Recommendation 27: We recommend DWP take a similar approach in evaluating its Health Transformation Programme measures. Furthermore, when the Scottish Government publishes its planned evaluation, DWP should learn from the results and consider what changes, if any, it should make to its benefit assessments. (Paragraph 122)

In the development of the Health Transformation Programme evaluation strategy, the Department has drawn on wider programme evaluation expertise which has informed the strategy. A review of learning from the evaluation of other relevant programmes within the UK has helped inform the Department’s approach in line with best practice.

Recommendation 28: We recommend that while it develops its long-term plans to remove WCAs, DWP accelerates improvements to health assessments in the short-term. We have suggested some areas for change in this Report to start that process—recording of assessments and sharing reports to increase transparency are key, and these should be implemented without delay. (Paragraph 125)

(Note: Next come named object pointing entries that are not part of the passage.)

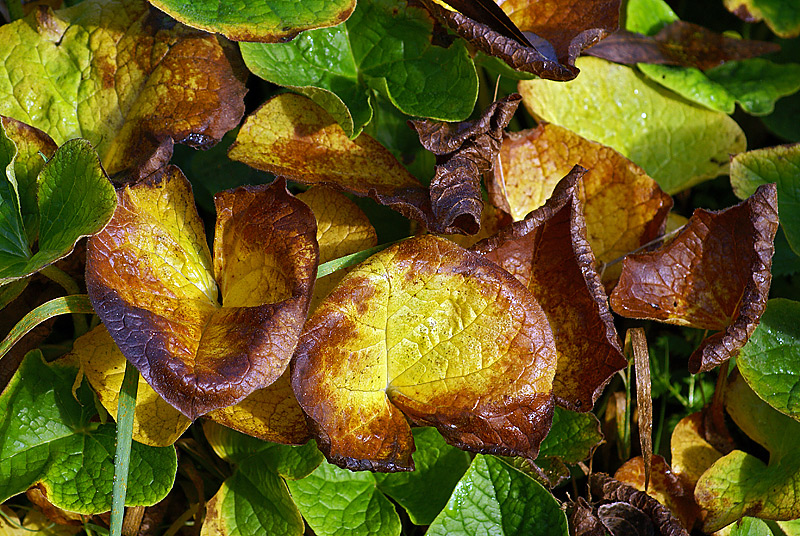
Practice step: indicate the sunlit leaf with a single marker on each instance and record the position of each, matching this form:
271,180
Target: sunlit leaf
254,500
714,275
770,361
623,207
740,484
679,43
119,74
429,330
782,16
548,252
781,165
336,501
424,491
677,143
49,438
465,152
270,22
339,68
149,276
156,423
495,498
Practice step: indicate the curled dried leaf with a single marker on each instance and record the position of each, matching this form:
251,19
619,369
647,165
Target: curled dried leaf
548,252
714,275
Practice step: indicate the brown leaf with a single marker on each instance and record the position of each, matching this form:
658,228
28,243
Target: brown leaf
464,152
149,276
524,58
549,253
624,208
680,43
429,332
714,275
613,491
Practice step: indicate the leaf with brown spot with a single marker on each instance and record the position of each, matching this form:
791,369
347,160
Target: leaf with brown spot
549,253
714,275
464,152
557,31
149,276
429,332
665,486
121,75
679,43
624,208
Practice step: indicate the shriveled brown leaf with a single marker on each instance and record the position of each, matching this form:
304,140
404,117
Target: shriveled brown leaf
714,275
549,253
679,43
624,208
464,152
666,486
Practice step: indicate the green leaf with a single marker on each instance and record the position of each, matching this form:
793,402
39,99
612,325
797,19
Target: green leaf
494,498
677,143
425,491
336,501
740,484
781,165
47,437
271,21
254,500
75,199
340,68
770,361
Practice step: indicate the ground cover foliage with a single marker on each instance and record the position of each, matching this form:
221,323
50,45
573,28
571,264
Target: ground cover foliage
400,267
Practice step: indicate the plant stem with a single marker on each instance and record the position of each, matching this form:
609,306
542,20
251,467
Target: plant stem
67,283
122,457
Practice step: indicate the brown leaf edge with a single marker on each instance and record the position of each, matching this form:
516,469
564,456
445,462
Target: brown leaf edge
520,57
464,152
606,358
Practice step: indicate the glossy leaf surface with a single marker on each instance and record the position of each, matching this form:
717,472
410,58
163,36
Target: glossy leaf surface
49,439
121,76
429,330
270,22
692,282
495,498
150,278
677,159
339,68
549,253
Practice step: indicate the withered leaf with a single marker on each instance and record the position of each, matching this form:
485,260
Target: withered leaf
149,276
429,332
679,43
464,152
624,208
549,253
714,275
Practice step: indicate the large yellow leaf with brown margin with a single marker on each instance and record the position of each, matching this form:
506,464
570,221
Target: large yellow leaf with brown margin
155,422
429,332
714,275
273,413
150,279
623,207
121,75
549,253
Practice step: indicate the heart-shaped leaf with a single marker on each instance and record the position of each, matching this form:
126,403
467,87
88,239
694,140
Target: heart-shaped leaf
692,281
121,75
150,279
49,438
46,208
429,330
339,68
273,21
549,253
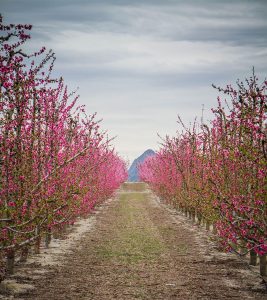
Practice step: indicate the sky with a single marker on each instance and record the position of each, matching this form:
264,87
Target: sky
139,64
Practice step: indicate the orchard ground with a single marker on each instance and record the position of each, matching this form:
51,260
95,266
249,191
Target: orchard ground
134,247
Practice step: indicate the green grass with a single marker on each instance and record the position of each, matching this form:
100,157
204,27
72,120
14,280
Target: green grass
135,238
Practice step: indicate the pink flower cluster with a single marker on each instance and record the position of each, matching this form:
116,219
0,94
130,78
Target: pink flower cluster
55,162
219,171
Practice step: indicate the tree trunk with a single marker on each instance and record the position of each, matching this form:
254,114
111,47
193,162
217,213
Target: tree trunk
10,262
24,254
48,237
263,265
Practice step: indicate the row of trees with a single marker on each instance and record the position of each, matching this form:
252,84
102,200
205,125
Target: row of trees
55,162
218,172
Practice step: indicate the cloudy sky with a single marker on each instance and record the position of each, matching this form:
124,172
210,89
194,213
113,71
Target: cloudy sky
140,63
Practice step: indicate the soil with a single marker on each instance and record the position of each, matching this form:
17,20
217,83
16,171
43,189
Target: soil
138,248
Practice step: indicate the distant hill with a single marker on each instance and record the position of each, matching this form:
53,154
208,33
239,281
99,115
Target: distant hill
133,171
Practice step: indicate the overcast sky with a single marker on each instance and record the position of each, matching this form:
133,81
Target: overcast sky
140,63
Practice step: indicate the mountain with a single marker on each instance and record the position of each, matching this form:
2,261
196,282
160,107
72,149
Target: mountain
133,171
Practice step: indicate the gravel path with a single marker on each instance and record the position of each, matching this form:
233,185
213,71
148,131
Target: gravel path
140,249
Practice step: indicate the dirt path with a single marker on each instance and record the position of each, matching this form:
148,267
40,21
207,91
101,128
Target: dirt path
139,249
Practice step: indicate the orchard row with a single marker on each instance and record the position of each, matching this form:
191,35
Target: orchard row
55,162
218,172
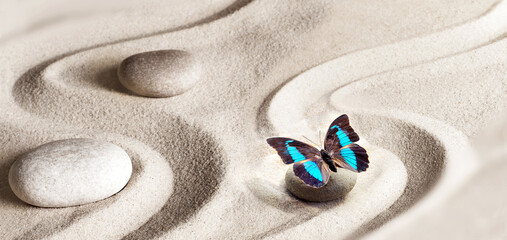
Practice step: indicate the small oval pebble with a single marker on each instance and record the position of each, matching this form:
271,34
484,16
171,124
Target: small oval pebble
163,73
339,184
70,172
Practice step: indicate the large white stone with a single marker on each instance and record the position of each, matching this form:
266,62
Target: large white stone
70,172
163,73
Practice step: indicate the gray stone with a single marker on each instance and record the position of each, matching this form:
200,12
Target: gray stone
70,172
163,73
339,184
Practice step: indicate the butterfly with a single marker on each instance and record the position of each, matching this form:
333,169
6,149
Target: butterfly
313,165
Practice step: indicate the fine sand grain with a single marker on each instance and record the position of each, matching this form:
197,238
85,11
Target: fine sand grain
424,84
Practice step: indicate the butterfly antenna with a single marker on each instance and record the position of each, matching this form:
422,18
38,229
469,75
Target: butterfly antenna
311,141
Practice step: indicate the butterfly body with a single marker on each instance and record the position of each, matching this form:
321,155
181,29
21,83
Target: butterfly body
313,165
328,160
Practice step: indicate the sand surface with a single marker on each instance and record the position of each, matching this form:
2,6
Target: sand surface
424,84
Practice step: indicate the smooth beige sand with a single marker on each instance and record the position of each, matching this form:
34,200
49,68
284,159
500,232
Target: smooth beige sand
424,84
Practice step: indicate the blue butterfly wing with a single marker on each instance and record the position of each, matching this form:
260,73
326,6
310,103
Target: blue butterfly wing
352,157
314,172
293,151
340,134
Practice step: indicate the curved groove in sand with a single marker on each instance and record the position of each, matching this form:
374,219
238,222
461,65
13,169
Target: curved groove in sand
186,164
290,107
34,91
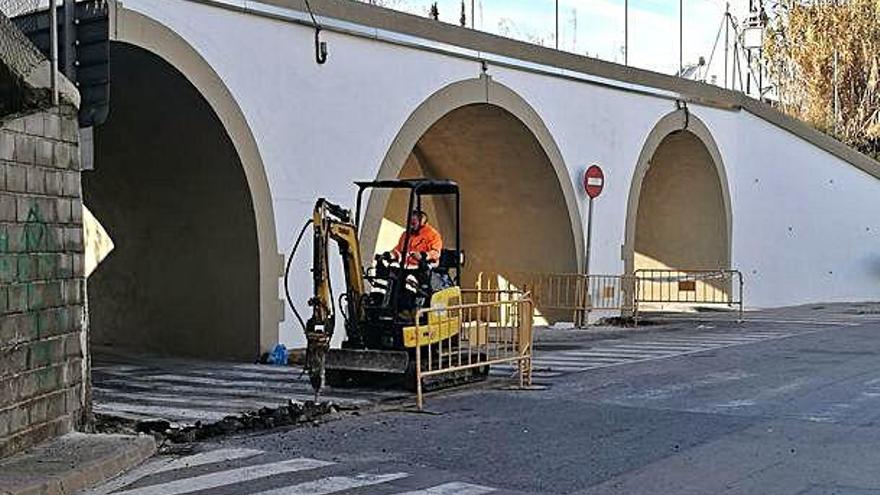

Thorough evaluation through tests and trials is vital in ensuring that any improvements the Department makes—including proposals set out in the White Paper—are rolled out based on robust evidence of what works.

For instance, as outlined in the response to recommendation 7, evidence from the Health Assessment Channel Trial will inform how the Department’s multi-channelled service capability can be optimised, including whether claimants will be able to choose their preferred assessment channel.

In the response to recommendation 15, the Department also outlines its progress on plans to test the Severe Disability Group, working with specialist health professionals to draw up a set of draft criteria which were shared with several charities, whose feedback was used to further develop the criteria.

Other recent/ongoing developments outlined in other recommendation responses include the publication, on 8 June, of the first set of UC WCA statistics; and the Department’s commitment to review guidance and training for health professionals on the use of evidence from carers and family members, which will be accompanied by work with the assessment providers to address any compliance issues.

The Department has begun to test the feasibility of sharing assessment reports with people by default rather than on request. As outlined in its response to recommendation 20, it is also exploring the recording of assessments as part of its work to develop a new Health Assessment Service, including looking at how audio recording can also be offered for video assessments. The Department will be seeking ways to improve the whole process, including helping claimants to better understand that the opt-in option for audio recording is already available.